Amerikan kanunları gizli belgelerin sızdırılması, muhafazası ve kullanılması konusunda oldukça hassas ve bu süreçlerde usulsüzlüklerin cezası yüksek. Özellikle 11 Eylül terör saldırıları sonrasında ulusal güvenlik kaygılarının son derece artması Amerikan devletinin birçok dokümanı agresif biçimde gizli olarak sınıflandırmasına yol açtı. Bu sınıflandırmaların fazlaca karmaşık bir sürece tabi olması ve şeffaflık ilkesinin gözetilmemesi eleştirilen konulardan biri oldu. Örneğin 11 Eylül Komisyonu’nun eski Başkan Bush ve Başkan Yardımcısı Cheney’yle yaptığı mülakat ancak 18 yıl sonra gizli statüsünden çıkarılarak kamuya açılmıştı. Belge sınıflandırma sürecinin aslında ne kadar hantal ve gereksiz biçimde karmaşık hale geldiği önemli tartışmalardan biri olarak gündemi meşgul ediyor.

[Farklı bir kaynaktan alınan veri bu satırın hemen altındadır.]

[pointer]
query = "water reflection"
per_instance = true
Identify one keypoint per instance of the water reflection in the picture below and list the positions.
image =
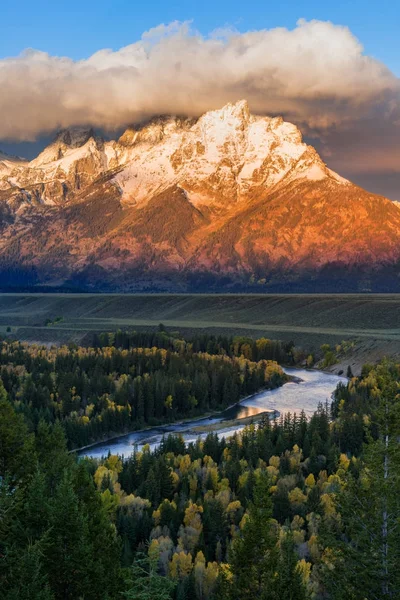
(315, 387)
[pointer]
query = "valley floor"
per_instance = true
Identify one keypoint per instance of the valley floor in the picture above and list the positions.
(310, 320)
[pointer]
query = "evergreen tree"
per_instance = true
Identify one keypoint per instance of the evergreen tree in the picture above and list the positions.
(254, 555)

Geçmişte Wikileaks ve Snowden gibi ciddi krizleri yaşamış olan Amerikan kamuoyu şimdilerde Trump ve Biden’ın gizli belge krizlerini tartışıyor. Aslında Trump’ı iktidara taşıyan en kritik dönüm noktası da Hillary Clinton’ın e-mailleri skandalı olmuştu. Clinton’ın Dışişleri Bakanı’yken bakanlığın mail sunucuları yerine özel bir mail sunucuyu kullandığı ve gizli bilgilerin yer aldığı e-postaların gönderildiği ortaya çıkmıştı. Önce bakanlık müfettişleri usulsüzlük olmadığına hükmetmiş ve FBI da Clinton’ın son derece özensiz davrandığını ama kriminal bir durum olmadığını söyleyerek dosyayı kapattığını açıklamıştı. Ancak 2016 başkanlık seçimlerine 11 gün kala FBI Direktörü Comey, Kongre’ye yeni e-mailler bulunduğunu, soruşturmanın devam ettiğini bildirince o aşamada yenilmesine kesin gözüyle bakılan Trump’ın eline siyasi olarak çok iyi değerlendireceği bir koz geçmişti.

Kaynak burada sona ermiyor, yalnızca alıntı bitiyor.